MSCI, the investment research firm known for its Emerging Markets Index (EM), classifies 24 countries as emerging markets. Some of the countries included in the index are Brazil, Chile, China, Colombia, the Czech Republic, Egypt, and Greece.

In evaluating markets worldwide, the EEM index looks at the country’s overall economic development, how accessible its financial markets are to foreign investors, and the size and liquidity of its stock markets.

‘A core part of your portfolio’

With the exception of China, Hyat, said emerging markets “are resilient to the geopolitical noise” coming from G8 countries like the U.S., Germany, Russia, and Japan.

“There's trade from one emerging market country to another. That's about 30% of global trade now,” Hyat said. “There are strong middle classes rising in countries like Vietnam and India and some African economies that increasingly are part of the economy without getting caught up in geopolitical conflicts and trade wars the way 20, 30 years there was this contagion that kind of wiped out all emerging markets together.”

For Hyat, the financial crisis of 2008 was a great example of contagion being down, seeing as while “the G8 economies were in deep trouble, most emerging markets did really well.”

“We think the era when you choose whether to be in emerging markets or out as a small part of your portfolio is absolutely over,” he said. “Emerging markets have to be a core part of your portfolio. And if you're looking for growth, it's not going to be in the 1 percent, 2 percent macro growth you're going to get long term in Europe and the U.S. It's going to be in emerging markets.”

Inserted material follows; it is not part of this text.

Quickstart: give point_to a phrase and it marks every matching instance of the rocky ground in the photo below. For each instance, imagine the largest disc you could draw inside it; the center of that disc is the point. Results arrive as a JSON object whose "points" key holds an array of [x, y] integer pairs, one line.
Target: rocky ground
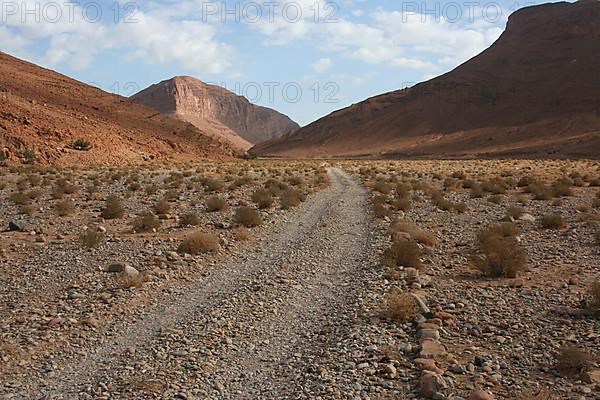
{"points": [[301, 310]]}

The biggest risk with emerging markets

But even though emerging market economies have opportunities for growth that may not be available in more developed economies, Hyat said investors have to consider risks when including them as a core part of their portfolios.

“The biggest risk is probably trade wars and the fact that underpinning trade wars is, of course, techlash,” he said, referring to a backlash against tech companies. “I think a lot of the trade discussions are really a Trojan horse for what is really a battle in terms of intellectual property right ownership, technology theft, and that relationship between China and some of the big technology companies here. So clearly the China slowdown, the techlash risk is something I would say that for China specifically matters. And when China slows down, the rest of the world will see a negative impact from that.”